The piemaker drew the rag taut again, pushing it against the beggar's mouth in a silent threat as she glared coldly.
The beggar scuttled around the courtyard of the pie shop, her eyes darting madly as she looked around. The piemaker, however, walked calmly, almost sauntering, towards the gate. She stood, waiting, until the beggar saw the gate and rushed to it. Their eyes met again, the beggar's cool crystal blue ones and the piemaker's fiery chocolate ones.
She stumbled just far enough away to watch the piemaker saunter up the stairs to the shop upstairs. She stayed close enough to watch what happened between the man who lived there and the piemaker who seemed to hold such disdain for her.
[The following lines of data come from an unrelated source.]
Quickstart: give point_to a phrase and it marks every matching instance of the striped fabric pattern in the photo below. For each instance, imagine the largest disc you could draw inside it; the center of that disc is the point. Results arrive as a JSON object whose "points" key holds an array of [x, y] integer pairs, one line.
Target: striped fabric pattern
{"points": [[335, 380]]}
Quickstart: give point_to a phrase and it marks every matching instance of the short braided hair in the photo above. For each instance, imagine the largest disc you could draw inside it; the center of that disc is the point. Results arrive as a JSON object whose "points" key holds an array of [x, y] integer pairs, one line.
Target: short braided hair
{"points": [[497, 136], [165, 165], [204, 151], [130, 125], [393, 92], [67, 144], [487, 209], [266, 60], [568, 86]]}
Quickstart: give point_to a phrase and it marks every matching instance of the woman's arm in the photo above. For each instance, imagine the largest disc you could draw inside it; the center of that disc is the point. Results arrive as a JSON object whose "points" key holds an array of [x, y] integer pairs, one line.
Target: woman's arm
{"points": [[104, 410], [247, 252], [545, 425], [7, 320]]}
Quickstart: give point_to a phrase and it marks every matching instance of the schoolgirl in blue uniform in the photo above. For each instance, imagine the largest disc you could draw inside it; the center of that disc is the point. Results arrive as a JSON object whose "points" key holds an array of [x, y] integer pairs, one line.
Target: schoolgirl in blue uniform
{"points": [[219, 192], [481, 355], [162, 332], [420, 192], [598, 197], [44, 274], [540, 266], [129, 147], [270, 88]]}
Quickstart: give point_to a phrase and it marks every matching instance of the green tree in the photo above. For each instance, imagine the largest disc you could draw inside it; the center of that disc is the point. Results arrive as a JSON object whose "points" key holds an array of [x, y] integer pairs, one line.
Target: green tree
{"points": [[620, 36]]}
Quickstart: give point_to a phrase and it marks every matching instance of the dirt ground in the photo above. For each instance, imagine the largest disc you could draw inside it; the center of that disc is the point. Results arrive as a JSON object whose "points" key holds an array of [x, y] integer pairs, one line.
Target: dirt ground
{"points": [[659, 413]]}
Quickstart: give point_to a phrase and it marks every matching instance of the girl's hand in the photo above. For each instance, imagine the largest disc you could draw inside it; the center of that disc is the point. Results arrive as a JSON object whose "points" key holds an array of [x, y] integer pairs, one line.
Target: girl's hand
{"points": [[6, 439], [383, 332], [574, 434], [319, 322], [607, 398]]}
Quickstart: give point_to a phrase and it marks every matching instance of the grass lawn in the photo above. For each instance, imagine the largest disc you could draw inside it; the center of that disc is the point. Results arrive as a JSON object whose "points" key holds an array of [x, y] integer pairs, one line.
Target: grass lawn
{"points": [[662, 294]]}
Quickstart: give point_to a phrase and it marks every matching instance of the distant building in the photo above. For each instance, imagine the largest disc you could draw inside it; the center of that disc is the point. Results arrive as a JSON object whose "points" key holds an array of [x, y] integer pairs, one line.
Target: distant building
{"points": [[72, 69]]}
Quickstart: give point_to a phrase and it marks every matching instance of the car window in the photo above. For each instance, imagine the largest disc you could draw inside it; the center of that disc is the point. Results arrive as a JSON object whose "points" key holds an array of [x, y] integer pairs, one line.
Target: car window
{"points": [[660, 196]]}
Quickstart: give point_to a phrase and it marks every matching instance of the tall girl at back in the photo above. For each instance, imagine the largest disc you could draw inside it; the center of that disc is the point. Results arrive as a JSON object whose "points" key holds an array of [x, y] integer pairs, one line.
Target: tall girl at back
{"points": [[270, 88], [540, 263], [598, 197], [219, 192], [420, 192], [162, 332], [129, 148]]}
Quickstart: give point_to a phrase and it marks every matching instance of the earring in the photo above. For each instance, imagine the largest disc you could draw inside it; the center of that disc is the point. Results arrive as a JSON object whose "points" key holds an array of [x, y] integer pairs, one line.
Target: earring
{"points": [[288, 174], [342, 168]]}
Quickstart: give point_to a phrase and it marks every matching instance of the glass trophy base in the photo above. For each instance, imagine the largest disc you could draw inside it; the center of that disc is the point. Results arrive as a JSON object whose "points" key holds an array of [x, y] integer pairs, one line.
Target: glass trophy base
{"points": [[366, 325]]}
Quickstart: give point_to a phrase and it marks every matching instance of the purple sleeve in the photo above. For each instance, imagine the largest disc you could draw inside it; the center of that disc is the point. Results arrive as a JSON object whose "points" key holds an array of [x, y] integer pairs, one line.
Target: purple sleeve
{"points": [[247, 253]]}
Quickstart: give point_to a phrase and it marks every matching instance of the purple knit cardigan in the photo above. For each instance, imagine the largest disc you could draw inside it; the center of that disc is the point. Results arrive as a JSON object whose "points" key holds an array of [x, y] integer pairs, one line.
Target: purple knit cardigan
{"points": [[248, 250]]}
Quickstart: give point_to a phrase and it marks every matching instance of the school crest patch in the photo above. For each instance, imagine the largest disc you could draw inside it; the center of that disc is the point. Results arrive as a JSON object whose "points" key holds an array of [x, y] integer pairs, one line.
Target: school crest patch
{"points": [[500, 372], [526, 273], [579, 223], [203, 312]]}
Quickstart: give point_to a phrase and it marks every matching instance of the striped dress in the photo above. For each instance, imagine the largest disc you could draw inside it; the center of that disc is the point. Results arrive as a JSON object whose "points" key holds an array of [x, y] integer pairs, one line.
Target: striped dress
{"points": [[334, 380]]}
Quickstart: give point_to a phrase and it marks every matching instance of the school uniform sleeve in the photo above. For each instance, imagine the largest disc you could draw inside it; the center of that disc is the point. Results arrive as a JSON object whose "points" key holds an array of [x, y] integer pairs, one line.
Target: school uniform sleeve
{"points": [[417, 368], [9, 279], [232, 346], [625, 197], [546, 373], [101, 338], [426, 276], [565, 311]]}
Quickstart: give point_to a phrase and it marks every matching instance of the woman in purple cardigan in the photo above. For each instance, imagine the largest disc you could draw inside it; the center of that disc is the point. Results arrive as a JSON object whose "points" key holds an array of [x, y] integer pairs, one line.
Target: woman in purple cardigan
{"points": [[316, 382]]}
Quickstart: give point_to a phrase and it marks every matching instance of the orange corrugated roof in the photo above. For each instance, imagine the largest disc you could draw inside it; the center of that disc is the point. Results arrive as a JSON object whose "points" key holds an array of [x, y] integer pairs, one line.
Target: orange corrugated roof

Her eyes grew wide when she saw the baker suddenly pinned against the bay window, her short black bob and firm body a harsh contrast to the perfect glass. The window was big enough so that she could see the clear above the woman's head and all the way past her waist.
She saw pale hands grip the tiny waist firmly, slamming her into it again so that the glass shook in its frame. The spindly fingers of one of the hands tangled in the jet black bob and soon an equally pale face came into view, lunging for the baker's.
Then the pale fingers of the other hand were tangling in the bob as well before she was only able to see the piemaker's head and shoulders. The man's was now visible above the baker's head, his crisp white shirt and his black tie stark against the white. The piemaker's head was now moving quickly, up and down, as the man's facial expression changed from anger to pure pleasure.
When the piemaker made her way back down the stairs shortly after, her short, raven hair was still mussed from where the beggar had seen the man grip her head. And she was grinning wildly, her lipstick smudged and faded.
She didn't even yell at the beggar woman, still lurking nearby. She just smiled, deliriously happy, as she stumbled back into her shop.